Leaving the gardens behind we walked further through the park in search of Langley Park 10 – Verney’s Walk (GC4NRVR) At GZ a number of trees presented themselves as likely hides and of course, I chose the wrong one to search. There is, however, “no I in team” as people say rather nauseatingly and therefore a find for the group is a find nonetheless and there was much metaphorical back slapping as we made our way back to the cars. It was at this point that I literally lost my bearings when the end of my white cane fell off and the ball bearings inside the large roller spilled out onto the floor. I only realised when my cane suddenly went very light in my hand and then Geoff commented that the end had fallen off. Funny really, with all the abuse that the cane gets whilst geocaching, that it chose at that moment when it was under no stress at all and probably hardly even touching the ground as Sharlene was leading me, to give up the ghost. I suppose it was very much a case of the straw that broke the camel’s back. I retrieved the roller and tipped a few ball bearings out. There was no way to repair it as the bearings were stress fitted into the housing and so a new roller tip would go on my wish list. That is twice in less than 6 months that geocaching has tried to kill my white cane, the other time was while doing a series around Bovingdon as I reported in Slow cats and lessons learned – Back to Bovingdon.
Back at the car it was good to shed my coat and jumper as I was seriously sweating under the warm sun now. We broke out the sandwiches and refuelled whilst we discussed what we would do next. After lunch we went in search of a couple of Village sign caches that were close by. The first one, VS#43 Iver Heath (GC4NCQM), we drove past but with no obvious place to stop, let alone park two cars, we abandoned that one and headed over to VS#44 Iver (GC4PQ9C) which we had had to DNF back in October last year as the container had gone missing. After picking this one up we then re-walked the Iver Loop series as Geoff and Melissa had not done these caches. It is a lovely little walk of 8 hides all with Star Wars themed descriptions and even one or two themed containers too. It was a nice feeling to travel light, not having to “geocache” as such but just be there to provide nudges and hints for the others whilst enjoying the pleasant walk along a quiet lane and some footpaths past rather impressively expensive looking homes.

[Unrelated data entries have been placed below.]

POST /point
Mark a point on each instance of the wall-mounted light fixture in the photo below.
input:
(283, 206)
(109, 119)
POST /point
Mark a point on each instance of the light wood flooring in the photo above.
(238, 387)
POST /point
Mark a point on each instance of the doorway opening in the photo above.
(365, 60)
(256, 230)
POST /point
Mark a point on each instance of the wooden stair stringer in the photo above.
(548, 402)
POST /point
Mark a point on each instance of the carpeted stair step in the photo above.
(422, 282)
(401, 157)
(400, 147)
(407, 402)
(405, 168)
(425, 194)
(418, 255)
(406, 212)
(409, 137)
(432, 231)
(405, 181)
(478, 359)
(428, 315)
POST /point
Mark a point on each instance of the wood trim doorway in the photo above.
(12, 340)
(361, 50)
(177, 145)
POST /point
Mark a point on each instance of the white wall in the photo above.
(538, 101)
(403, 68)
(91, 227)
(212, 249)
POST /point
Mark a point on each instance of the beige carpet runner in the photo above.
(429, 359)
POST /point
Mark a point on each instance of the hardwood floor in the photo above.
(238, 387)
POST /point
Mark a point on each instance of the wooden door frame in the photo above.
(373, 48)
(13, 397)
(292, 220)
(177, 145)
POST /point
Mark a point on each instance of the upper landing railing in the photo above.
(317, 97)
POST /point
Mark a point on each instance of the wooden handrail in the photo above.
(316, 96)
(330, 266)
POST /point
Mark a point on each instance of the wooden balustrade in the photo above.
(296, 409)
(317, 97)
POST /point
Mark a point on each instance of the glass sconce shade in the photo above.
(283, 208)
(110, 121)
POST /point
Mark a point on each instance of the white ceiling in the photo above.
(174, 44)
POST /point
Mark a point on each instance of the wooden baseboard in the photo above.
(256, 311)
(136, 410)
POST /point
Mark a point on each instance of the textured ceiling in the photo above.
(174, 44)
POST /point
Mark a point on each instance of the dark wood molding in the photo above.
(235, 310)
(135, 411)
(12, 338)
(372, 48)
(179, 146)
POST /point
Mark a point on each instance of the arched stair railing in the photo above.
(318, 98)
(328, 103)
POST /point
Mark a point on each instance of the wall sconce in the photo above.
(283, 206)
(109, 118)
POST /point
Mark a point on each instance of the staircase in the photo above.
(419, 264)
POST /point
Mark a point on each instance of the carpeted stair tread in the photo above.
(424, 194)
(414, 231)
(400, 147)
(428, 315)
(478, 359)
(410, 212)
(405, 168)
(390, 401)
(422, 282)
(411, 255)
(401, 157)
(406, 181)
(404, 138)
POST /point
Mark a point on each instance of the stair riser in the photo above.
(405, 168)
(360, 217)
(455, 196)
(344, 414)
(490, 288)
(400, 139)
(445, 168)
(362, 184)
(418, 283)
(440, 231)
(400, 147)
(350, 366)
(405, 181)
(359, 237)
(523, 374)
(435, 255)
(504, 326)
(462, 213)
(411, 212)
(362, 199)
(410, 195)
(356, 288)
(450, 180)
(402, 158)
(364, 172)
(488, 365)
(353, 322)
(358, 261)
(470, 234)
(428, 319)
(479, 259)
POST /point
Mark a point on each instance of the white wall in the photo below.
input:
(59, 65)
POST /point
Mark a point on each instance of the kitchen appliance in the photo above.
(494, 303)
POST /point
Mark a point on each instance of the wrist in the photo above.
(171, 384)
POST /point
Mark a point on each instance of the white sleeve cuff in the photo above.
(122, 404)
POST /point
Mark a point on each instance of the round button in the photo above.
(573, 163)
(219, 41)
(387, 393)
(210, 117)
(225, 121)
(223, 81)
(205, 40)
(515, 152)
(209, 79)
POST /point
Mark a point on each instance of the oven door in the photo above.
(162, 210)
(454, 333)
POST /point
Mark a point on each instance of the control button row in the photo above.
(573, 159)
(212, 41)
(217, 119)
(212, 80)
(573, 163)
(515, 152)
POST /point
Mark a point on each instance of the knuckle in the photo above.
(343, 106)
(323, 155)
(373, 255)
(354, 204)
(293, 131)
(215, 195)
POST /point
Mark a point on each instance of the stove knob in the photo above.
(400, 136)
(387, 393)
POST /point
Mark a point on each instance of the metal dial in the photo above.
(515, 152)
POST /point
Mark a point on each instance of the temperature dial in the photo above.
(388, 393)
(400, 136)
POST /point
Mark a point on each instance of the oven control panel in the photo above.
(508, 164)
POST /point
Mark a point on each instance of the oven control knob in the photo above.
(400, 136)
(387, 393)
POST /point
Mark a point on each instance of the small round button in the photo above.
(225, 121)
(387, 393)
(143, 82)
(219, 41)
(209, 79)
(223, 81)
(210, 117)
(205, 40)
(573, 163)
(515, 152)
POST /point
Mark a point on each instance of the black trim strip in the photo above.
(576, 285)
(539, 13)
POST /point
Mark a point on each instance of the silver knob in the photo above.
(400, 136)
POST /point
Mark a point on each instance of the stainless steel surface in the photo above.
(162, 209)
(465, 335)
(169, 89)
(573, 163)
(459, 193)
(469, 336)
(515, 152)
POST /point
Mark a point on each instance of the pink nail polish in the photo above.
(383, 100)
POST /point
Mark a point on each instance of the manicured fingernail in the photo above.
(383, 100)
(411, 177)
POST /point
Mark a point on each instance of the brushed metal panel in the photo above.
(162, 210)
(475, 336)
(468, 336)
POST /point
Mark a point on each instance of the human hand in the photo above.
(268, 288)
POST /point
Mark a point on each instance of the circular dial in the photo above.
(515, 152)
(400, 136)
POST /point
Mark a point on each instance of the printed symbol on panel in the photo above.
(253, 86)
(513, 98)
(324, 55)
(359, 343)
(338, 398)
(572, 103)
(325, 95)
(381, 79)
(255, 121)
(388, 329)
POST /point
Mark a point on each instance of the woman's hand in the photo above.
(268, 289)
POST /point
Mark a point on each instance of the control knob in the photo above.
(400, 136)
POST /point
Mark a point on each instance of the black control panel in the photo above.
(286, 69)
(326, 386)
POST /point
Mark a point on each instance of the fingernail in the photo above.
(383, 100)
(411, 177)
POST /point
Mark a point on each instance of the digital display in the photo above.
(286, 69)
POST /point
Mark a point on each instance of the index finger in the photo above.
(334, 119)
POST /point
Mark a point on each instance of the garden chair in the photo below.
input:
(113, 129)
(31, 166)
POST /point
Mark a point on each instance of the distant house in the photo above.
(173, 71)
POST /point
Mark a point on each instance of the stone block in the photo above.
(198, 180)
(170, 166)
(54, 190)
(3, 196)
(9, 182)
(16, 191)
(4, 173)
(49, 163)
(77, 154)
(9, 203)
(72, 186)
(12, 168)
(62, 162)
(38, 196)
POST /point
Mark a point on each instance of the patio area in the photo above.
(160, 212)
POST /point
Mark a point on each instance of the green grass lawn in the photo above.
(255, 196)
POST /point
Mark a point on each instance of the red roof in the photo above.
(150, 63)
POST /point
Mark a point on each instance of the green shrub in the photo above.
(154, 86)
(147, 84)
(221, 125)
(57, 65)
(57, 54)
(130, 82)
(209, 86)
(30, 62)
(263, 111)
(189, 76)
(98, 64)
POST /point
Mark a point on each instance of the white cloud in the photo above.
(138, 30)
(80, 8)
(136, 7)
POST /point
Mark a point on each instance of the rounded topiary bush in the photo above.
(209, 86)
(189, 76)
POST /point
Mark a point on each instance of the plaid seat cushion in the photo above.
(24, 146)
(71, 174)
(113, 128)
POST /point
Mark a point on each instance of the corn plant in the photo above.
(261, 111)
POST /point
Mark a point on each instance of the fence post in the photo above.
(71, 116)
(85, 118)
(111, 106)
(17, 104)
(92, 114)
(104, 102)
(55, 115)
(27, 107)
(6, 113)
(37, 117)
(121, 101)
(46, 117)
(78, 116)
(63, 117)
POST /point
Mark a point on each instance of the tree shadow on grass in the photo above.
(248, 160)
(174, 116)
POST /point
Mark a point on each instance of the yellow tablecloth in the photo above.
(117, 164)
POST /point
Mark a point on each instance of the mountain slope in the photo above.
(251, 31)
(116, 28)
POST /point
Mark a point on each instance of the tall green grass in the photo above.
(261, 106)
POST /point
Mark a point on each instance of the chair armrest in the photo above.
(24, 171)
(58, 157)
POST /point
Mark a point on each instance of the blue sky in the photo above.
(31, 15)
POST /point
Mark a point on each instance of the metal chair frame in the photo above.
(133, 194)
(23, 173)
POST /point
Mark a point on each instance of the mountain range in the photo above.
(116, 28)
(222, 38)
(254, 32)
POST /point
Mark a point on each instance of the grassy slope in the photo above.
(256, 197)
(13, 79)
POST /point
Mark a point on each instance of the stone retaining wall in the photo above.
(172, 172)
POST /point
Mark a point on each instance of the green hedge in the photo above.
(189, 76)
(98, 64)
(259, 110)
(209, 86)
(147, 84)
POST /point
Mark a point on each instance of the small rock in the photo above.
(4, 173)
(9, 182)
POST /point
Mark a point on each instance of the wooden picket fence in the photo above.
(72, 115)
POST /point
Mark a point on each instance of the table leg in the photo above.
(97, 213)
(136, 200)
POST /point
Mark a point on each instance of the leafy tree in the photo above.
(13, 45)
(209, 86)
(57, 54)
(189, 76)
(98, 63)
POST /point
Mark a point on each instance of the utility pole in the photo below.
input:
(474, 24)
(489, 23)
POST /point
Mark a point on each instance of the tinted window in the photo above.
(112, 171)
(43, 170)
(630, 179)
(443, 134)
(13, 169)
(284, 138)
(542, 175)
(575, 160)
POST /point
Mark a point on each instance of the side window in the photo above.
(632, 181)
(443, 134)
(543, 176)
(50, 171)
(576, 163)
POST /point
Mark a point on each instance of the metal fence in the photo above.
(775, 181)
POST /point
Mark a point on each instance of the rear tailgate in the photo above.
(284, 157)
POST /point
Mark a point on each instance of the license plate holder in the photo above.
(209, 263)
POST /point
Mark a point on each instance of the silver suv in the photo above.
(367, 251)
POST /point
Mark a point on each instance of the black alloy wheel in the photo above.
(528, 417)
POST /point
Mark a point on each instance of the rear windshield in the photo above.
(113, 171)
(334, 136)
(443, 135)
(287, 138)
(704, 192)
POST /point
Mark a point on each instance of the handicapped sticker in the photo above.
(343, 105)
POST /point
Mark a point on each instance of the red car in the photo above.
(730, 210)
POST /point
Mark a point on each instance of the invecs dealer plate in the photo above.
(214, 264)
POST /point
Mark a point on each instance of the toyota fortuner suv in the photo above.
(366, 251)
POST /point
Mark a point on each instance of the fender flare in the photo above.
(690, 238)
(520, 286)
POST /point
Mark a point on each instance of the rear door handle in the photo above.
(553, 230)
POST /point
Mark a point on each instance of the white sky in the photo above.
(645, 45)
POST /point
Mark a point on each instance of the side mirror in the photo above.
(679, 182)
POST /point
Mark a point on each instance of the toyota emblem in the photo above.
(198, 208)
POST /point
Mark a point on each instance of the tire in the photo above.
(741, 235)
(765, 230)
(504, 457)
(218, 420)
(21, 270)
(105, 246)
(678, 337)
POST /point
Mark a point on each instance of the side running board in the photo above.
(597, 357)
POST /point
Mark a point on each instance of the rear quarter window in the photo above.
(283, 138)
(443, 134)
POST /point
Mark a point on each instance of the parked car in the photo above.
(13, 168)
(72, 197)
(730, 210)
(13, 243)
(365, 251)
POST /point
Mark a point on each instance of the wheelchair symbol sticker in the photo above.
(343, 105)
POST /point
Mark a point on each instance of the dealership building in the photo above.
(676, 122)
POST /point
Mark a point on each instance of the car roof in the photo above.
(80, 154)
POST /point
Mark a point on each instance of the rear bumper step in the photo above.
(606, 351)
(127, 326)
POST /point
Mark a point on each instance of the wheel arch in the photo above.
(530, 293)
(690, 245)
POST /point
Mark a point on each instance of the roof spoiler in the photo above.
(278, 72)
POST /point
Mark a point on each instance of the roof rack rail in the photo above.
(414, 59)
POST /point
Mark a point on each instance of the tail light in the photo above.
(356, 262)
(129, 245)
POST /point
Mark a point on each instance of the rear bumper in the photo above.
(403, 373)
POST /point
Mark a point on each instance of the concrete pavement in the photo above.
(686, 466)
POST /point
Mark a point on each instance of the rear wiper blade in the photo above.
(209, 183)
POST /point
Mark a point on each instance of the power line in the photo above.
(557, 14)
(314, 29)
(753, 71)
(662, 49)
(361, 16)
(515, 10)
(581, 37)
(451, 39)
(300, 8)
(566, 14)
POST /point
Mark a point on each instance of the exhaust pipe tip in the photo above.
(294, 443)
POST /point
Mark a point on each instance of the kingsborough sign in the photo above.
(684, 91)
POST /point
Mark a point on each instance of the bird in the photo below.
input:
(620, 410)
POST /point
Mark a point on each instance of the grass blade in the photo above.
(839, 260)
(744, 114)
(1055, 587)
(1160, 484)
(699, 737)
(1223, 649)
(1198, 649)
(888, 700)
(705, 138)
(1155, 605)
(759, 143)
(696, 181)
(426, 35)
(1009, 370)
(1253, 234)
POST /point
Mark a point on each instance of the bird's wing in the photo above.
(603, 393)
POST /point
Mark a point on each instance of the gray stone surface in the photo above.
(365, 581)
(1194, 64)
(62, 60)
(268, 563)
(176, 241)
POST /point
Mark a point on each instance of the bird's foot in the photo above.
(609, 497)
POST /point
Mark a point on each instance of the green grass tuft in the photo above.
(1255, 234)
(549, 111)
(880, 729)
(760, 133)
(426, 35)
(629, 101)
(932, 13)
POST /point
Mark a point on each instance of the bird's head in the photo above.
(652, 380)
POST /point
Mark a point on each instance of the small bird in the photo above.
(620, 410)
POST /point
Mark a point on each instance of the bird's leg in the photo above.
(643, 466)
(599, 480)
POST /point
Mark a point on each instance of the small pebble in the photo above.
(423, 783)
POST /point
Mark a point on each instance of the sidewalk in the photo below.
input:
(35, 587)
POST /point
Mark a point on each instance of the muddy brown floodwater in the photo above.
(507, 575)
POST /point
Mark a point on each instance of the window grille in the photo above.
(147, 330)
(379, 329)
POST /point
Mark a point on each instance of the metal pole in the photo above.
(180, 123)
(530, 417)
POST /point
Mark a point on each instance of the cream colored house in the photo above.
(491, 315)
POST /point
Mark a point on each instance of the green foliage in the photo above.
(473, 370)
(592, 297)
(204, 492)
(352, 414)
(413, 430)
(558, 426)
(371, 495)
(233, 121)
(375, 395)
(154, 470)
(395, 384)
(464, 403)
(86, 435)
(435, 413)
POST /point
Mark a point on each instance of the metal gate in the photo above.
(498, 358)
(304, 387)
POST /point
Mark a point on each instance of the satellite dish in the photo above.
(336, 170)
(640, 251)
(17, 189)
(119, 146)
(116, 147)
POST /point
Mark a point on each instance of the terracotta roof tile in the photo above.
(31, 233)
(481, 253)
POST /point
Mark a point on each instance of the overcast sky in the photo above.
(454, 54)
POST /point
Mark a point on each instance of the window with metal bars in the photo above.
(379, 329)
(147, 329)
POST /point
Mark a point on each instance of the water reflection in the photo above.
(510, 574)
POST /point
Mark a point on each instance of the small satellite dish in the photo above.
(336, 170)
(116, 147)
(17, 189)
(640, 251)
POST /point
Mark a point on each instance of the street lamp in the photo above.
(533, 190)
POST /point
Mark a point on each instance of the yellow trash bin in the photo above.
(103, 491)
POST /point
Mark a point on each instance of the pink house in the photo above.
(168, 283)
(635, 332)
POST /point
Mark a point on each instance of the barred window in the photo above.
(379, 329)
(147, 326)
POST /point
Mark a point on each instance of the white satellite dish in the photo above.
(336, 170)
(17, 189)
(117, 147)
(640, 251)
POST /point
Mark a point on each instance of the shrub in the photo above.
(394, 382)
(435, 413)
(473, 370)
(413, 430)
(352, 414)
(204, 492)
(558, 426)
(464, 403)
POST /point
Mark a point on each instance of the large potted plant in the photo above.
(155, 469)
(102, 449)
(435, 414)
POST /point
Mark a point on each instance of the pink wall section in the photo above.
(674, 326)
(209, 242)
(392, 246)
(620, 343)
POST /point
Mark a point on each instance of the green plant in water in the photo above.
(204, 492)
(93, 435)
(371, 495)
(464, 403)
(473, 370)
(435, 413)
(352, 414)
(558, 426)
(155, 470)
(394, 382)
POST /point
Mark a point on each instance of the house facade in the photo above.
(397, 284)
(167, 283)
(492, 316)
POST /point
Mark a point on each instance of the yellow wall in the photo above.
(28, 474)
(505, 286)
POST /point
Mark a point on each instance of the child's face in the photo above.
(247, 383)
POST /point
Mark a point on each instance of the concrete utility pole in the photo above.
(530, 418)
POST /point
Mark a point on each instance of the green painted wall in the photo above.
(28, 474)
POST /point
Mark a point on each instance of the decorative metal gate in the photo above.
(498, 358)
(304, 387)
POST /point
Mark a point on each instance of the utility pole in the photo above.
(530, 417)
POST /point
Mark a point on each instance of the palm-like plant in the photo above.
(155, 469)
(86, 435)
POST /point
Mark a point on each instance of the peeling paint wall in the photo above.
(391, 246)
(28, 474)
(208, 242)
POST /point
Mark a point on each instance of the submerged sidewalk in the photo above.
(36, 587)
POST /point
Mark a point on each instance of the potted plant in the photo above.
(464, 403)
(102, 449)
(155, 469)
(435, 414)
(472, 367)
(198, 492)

By the time we got back to the cars for the second time feet were starting to ache and poor little Smokey was tuckered out. What better way to end an excellent days caching than with some excellent homemade cake. Mel had done herself proud again with a most exquisite carrot cake laced with banana and walnuts with a very yummy icing. Here’s to the next PugWash adventure. Happy days.
P.S. As an astounding coincidence, upon returning home and logging the caches, Geoff realised that his Sister and her family had also done the Langley Park caches just an hour behind us!!!